You are viewing a plain text version of this content. The canonical link for it is here.
Posted to user@mahout.apache.org by Muruga Prabu M <mu...@gmail.com> on 2011/01/28 07:39:43 UTC

Output the unique document id with the cluster dump utility

Hi,

I created a sequence file from a directory of text documents using the
'seqdirectory' in mahout. From the sequence file, a mahout vector file was
created using the 'seq2sparse' command in mahout. Then I used k-means
clustering to cluster the data. The command used is as follows. I am running
the programs in a hadoop cluster with the HADOOP_HOME and HADOOP_CONF
environment variable set.

./mahout kmeans -i /home/exthadoop1/mahout-vector/tfidf-vectors -o
/home/exthadoop1/output -c clusters -dm org.apache.mahout.common.
distance.CosineDistanceMeasure -x 5 -ow -cd 1 -k 5 -cl

To read/analyze the output, I use the cluster dump utility. The clusterdump
utility is invoked with the following options.

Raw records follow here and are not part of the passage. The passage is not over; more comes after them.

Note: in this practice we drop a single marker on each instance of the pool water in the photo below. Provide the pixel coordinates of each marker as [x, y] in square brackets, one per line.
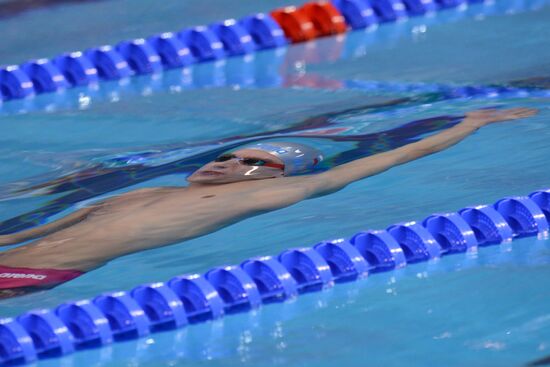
[484, 309]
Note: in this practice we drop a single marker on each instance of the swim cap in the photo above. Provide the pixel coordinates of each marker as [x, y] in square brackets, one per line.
[297, 158]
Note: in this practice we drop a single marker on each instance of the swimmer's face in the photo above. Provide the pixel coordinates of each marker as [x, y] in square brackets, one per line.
[240, 165]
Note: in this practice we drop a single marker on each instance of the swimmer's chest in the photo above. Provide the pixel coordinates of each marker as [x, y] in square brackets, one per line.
[206, 206]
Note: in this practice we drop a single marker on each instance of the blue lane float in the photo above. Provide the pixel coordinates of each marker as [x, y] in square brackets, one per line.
[235, 287]
[77, 69]
[308, 268]
[265, 32]
[344, 260]
[451, 231]
[50, 336]
[140, 56]
[272, 279]
[126, 318]
[488, 225]
[195, 298]
[542, 199]
[199, 44]
[358, 14]
[380, 249]
[162, 306]
[172, 51]
[417, 242]
[200, 299]
[109, 63]
[15, 83]
[234, 37]
[17, 345]
[203, 43]
[88, 325]
[523, 215]
[45, 76]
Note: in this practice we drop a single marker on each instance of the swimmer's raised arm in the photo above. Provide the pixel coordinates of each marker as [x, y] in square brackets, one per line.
[345, 174]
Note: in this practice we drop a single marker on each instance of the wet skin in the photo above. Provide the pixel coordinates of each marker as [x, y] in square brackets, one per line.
[219, 194]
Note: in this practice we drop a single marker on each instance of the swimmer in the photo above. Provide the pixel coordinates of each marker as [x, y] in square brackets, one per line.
[240, 184]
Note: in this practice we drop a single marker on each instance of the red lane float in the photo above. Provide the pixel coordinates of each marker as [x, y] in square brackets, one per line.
[312, 20]
[326, 19]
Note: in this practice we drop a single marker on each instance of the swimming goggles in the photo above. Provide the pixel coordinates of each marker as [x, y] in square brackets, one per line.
[249, 161]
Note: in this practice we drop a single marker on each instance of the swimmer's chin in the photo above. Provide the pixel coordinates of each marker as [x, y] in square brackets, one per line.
[206, 179]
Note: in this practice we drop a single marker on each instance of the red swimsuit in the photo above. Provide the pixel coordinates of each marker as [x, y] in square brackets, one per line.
[18, 281]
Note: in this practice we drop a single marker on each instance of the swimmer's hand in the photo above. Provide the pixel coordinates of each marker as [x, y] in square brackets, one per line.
[480, 118]
[6, 240]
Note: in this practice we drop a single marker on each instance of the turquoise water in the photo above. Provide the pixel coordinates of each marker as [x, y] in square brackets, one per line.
[489, 309]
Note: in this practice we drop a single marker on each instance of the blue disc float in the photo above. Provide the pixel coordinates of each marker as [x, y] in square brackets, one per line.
[88, 325]
[234, 37]
[45, 76]
[272, 279]
[15, 83]
[77, 69]
[344, 260]
[17, 345]
[523, 215]
[51, 337]
[203, 43]
[262, 280]
[126, 318]
[109, 63]
[140, 56]
[451, 231]
[236, 288]
[265, 32]
[219, 40]
[308, 268]
[488, 225]
[357, 13]
[162, 306]
[172, 51]
[416, 241]
[542, 199]
[199, 297]
[380, 249]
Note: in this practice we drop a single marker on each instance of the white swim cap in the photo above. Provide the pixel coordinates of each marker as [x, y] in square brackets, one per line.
[297, 158]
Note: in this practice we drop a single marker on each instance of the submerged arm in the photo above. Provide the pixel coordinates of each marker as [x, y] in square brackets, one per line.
[46, 229]
[345, 174]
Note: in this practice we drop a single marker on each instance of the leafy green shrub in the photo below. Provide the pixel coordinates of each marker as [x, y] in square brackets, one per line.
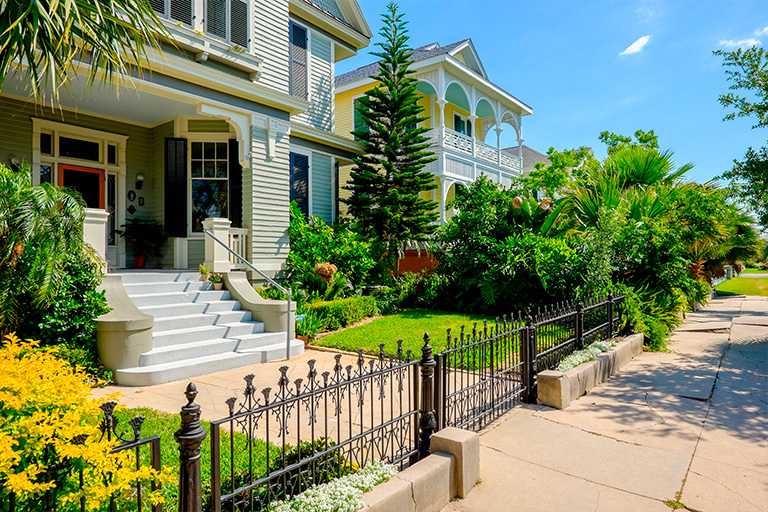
[313, 242]
[312, 324]
[69, 322]
[340, 313]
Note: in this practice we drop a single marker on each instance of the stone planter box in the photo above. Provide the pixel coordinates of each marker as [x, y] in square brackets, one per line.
[452, 470]
[559, 389]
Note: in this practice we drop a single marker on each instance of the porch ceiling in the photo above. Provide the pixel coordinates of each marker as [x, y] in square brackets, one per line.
[124, 102]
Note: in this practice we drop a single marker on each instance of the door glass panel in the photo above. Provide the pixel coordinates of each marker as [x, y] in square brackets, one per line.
[209, 199]
[111, 208]
[45, 173]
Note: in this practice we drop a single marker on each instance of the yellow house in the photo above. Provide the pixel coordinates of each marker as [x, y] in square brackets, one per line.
[467, 115]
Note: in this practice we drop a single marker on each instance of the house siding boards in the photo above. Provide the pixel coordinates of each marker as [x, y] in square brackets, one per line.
[266, 211]
[271, 42]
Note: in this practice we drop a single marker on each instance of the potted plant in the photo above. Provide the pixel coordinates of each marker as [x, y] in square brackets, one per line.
[145, 237]
[217, 281]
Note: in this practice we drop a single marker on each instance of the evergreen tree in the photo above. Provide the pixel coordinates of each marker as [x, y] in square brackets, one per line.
[389, 176]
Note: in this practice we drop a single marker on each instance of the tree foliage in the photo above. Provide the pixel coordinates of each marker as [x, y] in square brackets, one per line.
[52, 38]
[748, 72]
[389, 176]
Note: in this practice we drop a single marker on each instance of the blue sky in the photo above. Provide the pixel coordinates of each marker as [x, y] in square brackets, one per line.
[564, 59]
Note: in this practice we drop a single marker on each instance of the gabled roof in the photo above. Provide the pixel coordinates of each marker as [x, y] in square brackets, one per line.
[425, 52]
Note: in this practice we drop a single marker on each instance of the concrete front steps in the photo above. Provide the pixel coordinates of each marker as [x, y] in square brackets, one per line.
[197, 330]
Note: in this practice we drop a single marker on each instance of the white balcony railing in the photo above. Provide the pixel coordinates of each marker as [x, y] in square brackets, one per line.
[238, 242]
[469, 146]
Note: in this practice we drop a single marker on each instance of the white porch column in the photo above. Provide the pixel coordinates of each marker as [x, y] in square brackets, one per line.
[442, 103]
[498, 131]
[95, 232]
[216, 256]
[443, 194]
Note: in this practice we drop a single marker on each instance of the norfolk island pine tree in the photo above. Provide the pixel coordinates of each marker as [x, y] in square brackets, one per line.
[389, 176]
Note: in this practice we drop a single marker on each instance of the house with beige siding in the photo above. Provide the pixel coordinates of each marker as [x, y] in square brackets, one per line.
[466, 114]
[234, 119]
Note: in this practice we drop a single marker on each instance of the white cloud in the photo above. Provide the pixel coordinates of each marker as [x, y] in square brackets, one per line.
[730, 43]
[637, 46]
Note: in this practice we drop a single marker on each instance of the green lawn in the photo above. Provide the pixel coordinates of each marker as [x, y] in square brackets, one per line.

 ./mahout clusterdump --seqFileDir /home/exthadoop1/output/clusters-1
--pointsDir /home/exthadoop1/output/clusteredPoints --output cluster.txt

In my cluster.txt file, I get the clustername, the number of points in it,
the co-ordinates of the centroid, radius of the cluster and the weights and
set of documents in the cluster. The problem is, the document is represented
as points in an n-dimensional space. Is there any way to make clusterdump to
output the unique document id also along with the co-ordinates of the
document. It would be easier for me to see what are the documents in each
cluster. I am also attaching my cluster.txt output.

Regards,
Murugaprabu Marimuthu